There are two shots you have to master to make this work. The third shot drop and the reset volley. Without both of those being reliable, getting to the net as a serving team is going to feel like a lottery.
The way to build these is through deliberate isolated practice. Work on your drops from the baseline with a partner who is putting real pressure on you, using topspin and underspin and pace so you are hitting realistic drops rather than easy ones. Work on your reset volleys in the transition zone specifically, staying low and balanced and focused on getting the ball to land softly in the kitchen.
Once those two shots feel consistent, practice actually moving through the transition. Have a partner feed you a deep ball, make your third shot decision, and then split step, reset if needed, and work your way up to the line. Run that pattern over and over until the movement becomes automatic.
2. Own Your Second and Fourth Shots: Keep the Ball Under Control
Serves are getting more aggressive. Drives are getting heavier with topspin. And if your return and your fourth shot counter are not sharp, you are going to struggle against anyone who can keep the ball coming fast.
On the return side, the habit to build is keeping your momentum moving forward through the shot. A deep return with your weight going toward the net gives you a head start up the line and puts your opponents under more pressure at the same time. Practice this with a partner who is serving hard with spin so you are getting used to real pace on real balls, not just easy cooperative feeds.
On the fourth shot side, you need to get comfortable punching and pushing balls back at your opponents when they drive the third. Short compact swings, absorbing the pace, and redirecting it low and fast toward their feet. Isolate this too. Have a partner drive at you from the baseline repeatedly so you are seeing pace over and over and your body learns how to handle it without panic.
Then put them together. Serve, return, drive, counter. Run the whole sequence in practice so it feels like second nature in a match.

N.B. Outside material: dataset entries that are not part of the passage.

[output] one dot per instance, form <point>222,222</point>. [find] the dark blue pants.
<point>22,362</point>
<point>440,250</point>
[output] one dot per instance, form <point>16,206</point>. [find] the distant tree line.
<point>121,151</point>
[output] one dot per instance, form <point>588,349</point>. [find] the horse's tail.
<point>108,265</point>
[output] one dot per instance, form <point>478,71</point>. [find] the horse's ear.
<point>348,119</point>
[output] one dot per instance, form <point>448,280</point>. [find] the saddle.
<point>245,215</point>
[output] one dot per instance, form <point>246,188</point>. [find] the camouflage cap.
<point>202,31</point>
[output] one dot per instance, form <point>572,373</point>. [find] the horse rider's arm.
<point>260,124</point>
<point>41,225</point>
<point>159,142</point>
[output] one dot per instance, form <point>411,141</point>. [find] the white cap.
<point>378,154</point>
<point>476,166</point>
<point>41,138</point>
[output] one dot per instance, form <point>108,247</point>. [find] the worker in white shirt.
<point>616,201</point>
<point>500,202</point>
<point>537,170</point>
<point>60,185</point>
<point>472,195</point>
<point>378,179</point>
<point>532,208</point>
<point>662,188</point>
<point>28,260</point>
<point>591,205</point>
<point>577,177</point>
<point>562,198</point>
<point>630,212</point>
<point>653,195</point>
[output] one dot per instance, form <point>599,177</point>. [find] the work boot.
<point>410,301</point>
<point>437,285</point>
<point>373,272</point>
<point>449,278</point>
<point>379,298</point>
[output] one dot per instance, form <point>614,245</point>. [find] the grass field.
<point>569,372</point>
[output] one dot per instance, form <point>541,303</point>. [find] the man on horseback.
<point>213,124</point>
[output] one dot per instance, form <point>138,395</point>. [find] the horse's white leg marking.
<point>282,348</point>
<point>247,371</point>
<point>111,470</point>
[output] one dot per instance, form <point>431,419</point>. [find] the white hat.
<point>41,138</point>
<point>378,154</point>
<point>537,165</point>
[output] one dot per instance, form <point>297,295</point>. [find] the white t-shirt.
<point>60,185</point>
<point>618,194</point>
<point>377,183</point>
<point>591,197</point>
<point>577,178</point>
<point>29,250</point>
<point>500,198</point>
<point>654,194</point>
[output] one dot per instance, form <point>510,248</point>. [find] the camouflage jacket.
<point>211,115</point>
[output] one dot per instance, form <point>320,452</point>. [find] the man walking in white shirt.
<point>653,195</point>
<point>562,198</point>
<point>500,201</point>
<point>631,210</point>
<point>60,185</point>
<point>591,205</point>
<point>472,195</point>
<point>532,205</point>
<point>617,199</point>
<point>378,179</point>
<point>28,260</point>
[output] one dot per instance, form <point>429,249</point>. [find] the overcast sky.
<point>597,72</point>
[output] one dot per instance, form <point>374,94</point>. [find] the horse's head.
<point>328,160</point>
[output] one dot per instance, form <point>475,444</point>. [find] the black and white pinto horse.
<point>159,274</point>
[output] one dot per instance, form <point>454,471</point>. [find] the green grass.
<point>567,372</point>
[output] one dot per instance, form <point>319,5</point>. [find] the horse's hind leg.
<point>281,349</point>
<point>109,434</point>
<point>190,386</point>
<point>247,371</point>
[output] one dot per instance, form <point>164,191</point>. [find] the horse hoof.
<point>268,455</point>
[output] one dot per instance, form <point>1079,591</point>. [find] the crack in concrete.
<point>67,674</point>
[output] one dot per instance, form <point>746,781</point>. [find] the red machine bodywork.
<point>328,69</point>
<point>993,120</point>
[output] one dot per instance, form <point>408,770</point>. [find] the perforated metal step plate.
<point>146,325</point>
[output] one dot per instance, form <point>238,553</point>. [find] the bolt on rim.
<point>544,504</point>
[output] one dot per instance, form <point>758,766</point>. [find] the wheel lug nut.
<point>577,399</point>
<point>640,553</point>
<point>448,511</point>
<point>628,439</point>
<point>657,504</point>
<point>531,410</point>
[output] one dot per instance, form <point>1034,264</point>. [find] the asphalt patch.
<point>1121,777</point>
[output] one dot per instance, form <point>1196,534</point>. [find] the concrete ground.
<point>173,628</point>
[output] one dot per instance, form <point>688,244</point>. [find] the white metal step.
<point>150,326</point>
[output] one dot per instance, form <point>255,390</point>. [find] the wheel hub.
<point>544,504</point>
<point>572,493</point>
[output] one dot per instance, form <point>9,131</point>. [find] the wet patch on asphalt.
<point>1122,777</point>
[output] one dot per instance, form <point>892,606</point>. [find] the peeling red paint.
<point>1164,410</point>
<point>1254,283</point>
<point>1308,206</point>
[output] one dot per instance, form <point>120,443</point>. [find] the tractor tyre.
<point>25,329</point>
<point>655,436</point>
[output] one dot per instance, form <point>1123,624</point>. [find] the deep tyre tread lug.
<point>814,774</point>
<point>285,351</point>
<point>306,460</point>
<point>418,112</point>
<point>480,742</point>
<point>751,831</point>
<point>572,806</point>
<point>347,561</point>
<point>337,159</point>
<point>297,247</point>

3. Film Yourself and Fix What You See: Spot Weaknesses and Get Better
Most players have a general sense of what they are bad at. But there is a big difference between thinking you know your weaknesses and actually seeing them on video.
I film myself playing regularly, and watching that footage back has been one of the most valuable things I have done for my own development. The camera catches things you cannot feel in the moment—a paddle that drifts after shots, feet that are not moving early enough, a pattern in where your attacks are landing that you had no idea existed. For anyone wondering how to become a 4.0 pickleball player, reviewing your own gameplay like this is essential because it reveals blind spots you otherwise wouldn’t notice.
Once you see your weaknesses clearly, you can do something about them. Block time specifically to work on those areas—not just play more and hope they improve on their own, but deliberately isolate those skills and practice them until they become reliable. That focused approach is what turns a weakness into something you can actually trust in a match. Understanding how to become a 4.0 pickleball player is largely about mastering these fundamentals, rather than chasing flashy trick shots.
I get it. The ATP looks incredible. The Erne is exciting. The around-the-post shots and sneaky angles feel amazing when they come off.
But here is the truth: those shots make up maybe ten percent of what actually happens in a match. And a lot of players spend a disproportionate amount of their practice time on high-difficulty, low-frequency shots, while the fundamentals that decide the majority of points stay underdeveloped.
4. Commit to Fundamentals (Serve, Return, Transition, Kitchen Game)
Your serve, your return, your transition game, your dinks, your attacks and counterattacks at the kitchen line—that is the game. That is where points are won and lost over and over. If those are sharp, you win a lot more matches. If those are shaky, no amount of trick shot ability is going to make up for it.
I am not saying abandon the fun stuff entirely. But be honest about where your practice time is going. The players who improve fastest are the ones who put their hours into the shots that matter most in real play.
Four months is not a long time. But four months of focused, intentional practice on the right things can move you further than years of casual play. Work on your transition game, sharpen your returns and fourth shot counters, film yourself and fix what you find, and commit to the fundamentals.
Do those four things consistently and 4.0 will come a lot sooner than you think.